Negli ambienti aziendali moderni l’arrivo degli agenti AI impone una trasformazione della gestione delle identità: non basta più autenticare una volta e concedere permessi a lungo termine. Oggi è necessario un modello che verifichi costantemente lo stato dell’identità, i suoi attributi e il contesto operativo, in modo da limitare l’impatto di errori o compromissioni. Il concetto di valido token non è sufficiente implica che il sistema, oltre a emettere credenziali, debba riuscire a valutare in tempo reale se quelle credenziali continuano a essere adeguate per l’azione richiesta.
Perché l’identità deve evolvere
La logica tradizionale, che considera l’identità come una voce di directory consultata sporadicamente, non è compatibile con processi agentici che possono operare in autonomia per ore o giorni.

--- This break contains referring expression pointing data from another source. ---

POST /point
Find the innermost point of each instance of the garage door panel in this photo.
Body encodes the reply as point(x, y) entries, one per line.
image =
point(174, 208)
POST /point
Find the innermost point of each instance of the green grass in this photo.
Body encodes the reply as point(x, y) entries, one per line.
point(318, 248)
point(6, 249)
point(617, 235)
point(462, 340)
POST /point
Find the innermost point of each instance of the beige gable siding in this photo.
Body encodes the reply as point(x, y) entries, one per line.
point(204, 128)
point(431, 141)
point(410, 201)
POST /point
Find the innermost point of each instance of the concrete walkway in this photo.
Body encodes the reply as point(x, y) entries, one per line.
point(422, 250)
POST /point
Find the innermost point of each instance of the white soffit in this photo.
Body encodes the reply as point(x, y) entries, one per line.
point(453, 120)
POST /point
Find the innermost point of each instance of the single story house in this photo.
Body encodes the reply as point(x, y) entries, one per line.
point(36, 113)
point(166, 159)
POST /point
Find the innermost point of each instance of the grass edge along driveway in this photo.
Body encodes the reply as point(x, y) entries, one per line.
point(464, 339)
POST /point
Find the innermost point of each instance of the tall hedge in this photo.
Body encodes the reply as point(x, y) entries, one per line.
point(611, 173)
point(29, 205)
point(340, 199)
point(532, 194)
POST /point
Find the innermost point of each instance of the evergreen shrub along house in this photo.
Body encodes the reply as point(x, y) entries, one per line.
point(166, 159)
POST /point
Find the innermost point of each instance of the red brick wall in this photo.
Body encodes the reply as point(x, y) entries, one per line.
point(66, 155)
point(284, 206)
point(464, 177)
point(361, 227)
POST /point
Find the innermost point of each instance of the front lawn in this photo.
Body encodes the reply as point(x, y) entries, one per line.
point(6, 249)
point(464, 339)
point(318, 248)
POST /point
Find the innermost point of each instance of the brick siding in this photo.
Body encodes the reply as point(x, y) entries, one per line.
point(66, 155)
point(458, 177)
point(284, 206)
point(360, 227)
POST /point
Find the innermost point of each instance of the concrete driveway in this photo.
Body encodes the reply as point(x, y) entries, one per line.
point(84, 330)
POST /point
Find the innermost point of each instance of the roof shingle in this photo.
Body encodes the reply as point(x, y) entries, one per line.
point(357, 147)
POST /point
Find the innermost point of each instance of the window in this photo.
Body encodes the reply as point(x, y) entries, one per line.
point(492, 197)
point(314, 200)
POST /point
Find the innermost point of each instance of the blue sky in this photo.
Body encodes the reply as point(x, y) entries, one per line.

Un token rilasciato a un servizio o a un agente potrebbe essere riutilizzato impropriamente se non esistono verifiche frequenti sullo stato dell’entità e sull’ambiente circostante. Per questo motivo diventa fondamentale trattare utenti umani, workload e agenti LLM come identità di prima classe, governate da regole di least privilege, credenziali a breve durata e meccanismi di delega esplicita.
Limitare il raggio d’azione degli errori
Un fallimento o una manipolazione degli obiettivi di un agente può produrre danni significativi se l’architettura non prevede una risposta rapida. La soluzione tipica è spostare la sicurezza verso un modello di valutazione continua: quando un’entità presenta un token, un motore di policy centrale verifica attributi come stato dell’account, rischio rilevato, cambiamento di IP o postura del dispositivo, e decide se confermare o revocare l’accesso.
Questo approccio riduce la finestra temporale in cui un’identità compromessa può agire e permette di intervenire anche durante l’esecuzione di workflow a lunga durata.
Come applicare il modello continuo
In pratica, l’evoluzione passa dall’esterno verso il bordo: identità centralizzate (il tenant di directory) restano il punto di riferimento, ma l’approvazione e il controllo vengono ripetuti ai punti di utilizzo tramite policy as code ed engine di autorizzazione esterni. Il classico RBAC conserva un ruolo, ma non è più sufficiente; servono attributi contestuali, relazioni e regole dinamiche che possano essere valutate in tempo reale. Inoltre, le deleghe devono essere esplicite e temporanee per evitare che gli agenti diventino percorsi di escalation privilegiata non intenzionati.
Catena delle identità e responsabilità
Un’architettura più pulita distingue chiaramente la persona che ha avviato un’azione, il runtime dell’agente, l’applicazione o l’API finale e il token delegato: una vera e propria catena di identità. Questo modello permette di registrare chi ha chiesto cosa, quale runtime ha eseguito il compito e con quali privilegi, e di revocare o ridurre quei privilegi mentre il processo è ancora in corso. In questo modo l’LLM rimane componente della catena e non autorità unica, facilitando audit e ripristino in caso di problemi.
Osservabilità, dati e governance
Governare agenti significa anche sapere cosa fanno: serve osservabilità estesa che non si limiti a uptime e log, ma raccolga telemetria decisionale, tracce di uso degli strumenti, accessi ai dati e segnali di contesto aziendale che possano evidenziare drift o comportamento anomalo.
Parallelamente, la qualità e l’architettura dei dati diventano punti di controllo essenziali: dati fragmentati o silos impediscono l’applicazione efficace delle regole e aumentano il rischio che un agente acceda a informazioni non necessarie.
Per contenere i rischi è necessario combinare policy codificate, credenziali short‑lived, autorizzazioni basate su compiti e meccanismi di escalation per le azioni critiche che richiedono revisione umana. Le organizzazioni più mature integrano questi elementi in piattaforme di governance che offrono inventario, audit continuo e controllo centralizzato dei comportamenti agentici, garantendo che l’innovazione non comprometta sicurezza, compliance e continuità operativa.